Namun, kesakralan final tentu serasa berkurang.
Entah, dulu pihak penyelenggara Piala AFF terinspirasi dari mana. Sebab, turnamen di level atas seperti Piala Dunia dan Piala Asia tidak memberlakukan itu. Begitu juga Piala Eropa ataupun Copa America.
Tim Garuda termotivasi kemenangan atas Malaysia
Selain bisa lebih fokus menatap semifinal, motivasi pemain-pemain Indonesia juga sedang tinggi-tingginya. Kemenangan atas Malaysia terjadi di National Stadium.
Tentu, dengan kembali tampil di stadion yang mulai dibuka pada 30 Juni 2014 tersebut, Asnawi cs akan turun bermain dengan masih membawa aura kemenangan melawan Malaysia.
Selain itu, dari empat pertandingan di fase Grup B yang telah dijalani, terlihat bila permainan Tim Garuda lebih oke ketika bermain di National Stadium yang berkapasitas 55 ribu tempat duduk.
Faktanya, permainan Indonesia saat melawan Malaysia yang menjadi satu-satunya pertandingan Grup B yang dimainkan di National Stadium, terlihat sangat enak dilihat.
Umpan-umpan anak asuh Shin Tae-yong nampak bisa mengalir lancar.
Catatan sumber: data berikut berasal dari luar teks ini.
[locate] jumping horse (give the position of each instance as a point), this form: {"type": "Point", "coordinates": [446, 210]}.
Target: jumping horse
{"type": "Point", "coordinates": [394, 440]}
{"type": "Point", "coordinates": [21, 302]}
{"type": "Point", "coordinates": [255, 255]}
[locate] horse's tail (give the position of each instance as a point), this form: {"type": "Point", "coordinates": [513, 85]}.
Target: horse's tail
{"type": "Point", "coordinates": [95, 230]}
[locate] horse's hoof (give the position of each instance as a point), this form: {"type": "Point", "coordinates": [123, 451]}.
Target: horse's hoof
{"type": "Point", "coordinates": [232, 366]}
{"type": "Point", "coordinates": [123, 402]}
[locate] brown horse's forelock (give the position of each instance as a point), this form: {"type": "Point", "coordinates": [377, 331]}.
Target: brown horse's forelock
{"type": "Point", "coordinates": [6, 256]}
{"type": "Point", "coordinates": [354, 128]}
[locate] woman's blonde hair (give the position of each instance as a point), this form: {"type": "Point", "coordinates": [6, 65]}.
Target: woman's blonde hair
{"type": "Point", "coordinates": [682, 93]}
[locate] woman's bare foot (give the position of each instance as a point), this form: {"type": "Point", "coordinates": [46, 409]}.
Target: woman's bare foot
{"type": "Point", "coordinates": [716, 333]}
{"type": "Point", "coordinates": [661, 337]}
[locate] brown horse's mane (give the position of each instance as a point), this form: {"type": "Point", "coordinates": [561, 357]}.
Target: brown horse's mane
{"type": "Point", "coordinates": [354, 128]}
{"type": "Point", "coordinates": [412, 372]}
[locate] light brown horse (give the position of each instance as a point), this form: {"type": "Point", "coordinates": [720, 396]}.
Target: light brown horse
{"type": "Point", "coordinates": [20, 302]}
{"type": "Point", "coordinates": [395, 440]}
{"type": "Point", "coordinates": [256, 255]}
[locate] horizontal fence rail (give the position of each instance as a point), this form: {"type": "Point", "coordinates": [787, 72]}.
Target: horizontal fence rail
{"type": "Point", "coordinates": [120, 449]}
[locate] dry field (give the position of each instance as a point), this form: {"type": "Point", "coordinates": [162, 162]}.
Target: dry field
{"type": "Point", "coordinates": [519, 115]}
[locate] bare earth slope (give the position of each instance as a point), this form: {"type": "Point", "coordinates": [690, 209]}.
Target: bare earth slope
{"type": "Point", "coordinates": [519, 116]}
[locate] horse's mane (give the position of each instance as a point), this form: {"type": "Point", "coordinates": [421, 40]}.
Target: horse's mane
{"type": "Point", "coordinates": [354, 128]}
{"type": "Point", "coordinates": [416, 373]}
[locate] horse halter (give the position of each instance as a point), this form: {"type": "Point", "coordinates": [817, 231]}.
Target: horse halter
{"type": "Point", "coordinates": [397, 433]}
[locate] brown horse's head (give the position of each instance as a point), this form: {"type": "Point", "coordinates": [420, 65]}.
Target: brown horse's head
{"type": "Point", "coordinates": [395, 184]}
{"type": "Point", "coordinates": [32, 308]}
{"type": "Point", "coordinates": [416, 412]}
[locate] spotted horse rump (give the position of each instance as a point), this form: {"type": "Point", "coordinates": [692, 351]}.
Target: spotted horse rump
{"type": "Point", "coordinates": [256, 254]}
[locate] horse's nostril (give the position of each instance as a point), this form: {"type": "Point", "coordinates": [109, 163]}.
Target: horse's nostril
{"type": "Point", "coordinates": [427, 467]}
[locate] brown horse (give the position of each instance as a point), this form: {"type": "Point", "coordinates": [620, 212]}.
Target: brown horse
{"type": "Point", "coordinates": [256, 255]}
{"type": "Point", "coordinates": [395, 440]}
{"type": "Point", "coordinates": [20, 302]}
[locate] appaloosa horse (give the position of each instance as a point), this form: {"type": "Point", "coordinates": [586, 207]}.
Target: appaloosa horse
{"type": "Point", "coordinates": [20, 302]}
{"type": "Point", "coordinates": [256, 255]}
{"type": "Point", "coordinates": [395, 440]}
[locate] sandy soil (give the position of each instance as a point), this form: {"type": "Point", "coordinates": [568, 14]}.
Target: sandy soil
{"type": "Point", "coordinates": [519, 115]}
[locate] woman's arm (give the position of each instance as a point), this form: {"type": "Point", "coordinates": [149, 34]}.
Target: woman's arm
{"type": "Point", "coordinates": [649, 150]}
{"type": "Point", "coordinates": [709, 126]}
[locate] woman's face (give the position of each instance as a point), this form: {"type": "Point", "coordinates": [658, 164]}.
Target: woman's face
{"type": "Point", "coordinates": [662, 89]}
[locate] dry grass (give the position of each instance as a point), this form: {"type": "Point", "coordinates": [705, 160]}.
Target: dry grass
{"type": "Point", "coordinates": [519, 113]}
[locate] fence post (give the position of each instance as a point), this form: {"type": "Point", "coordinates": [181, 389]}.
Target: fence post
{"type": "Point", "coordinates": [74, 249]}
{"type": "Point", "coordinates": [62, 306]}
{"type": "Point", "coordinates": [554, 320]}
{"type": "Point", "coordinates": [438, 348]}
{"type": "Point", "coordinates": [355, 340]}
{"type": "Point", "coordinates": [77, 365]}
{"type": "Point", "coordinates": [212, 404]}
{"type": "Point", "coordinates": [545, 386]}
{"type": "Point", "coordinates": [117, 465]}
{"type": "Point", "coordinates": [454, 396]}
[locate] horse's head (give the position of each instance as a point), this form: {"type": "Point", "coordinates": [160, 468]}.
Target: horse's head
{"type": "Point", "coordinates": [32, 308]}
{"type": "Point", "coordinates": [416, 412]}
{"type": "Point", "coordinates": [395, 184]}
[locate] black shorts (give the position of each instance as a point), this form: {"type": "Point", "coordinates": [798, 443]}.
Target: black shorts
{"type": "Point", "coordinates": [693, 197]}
Pergerakan Irfan Jaya cs juga lebih mobile. Bisa jadi itu karena didukung kualitas rumput dan permukaan bagus lapangan di stadion.
Bandingkan dengan ketika Indonesia menghadapi Kamboja, Laos, dan juga Vietnam yang pertandingannya digelar di Bishan Stadium. Selain tak punya tribun semegah National Stadium karena hanya berkapasitas 6254 tempat duduk, kualitas lapangan dan support penerangannya tidak se-oke seperti di National Stadium.
Lalu, apa sisi minusnya?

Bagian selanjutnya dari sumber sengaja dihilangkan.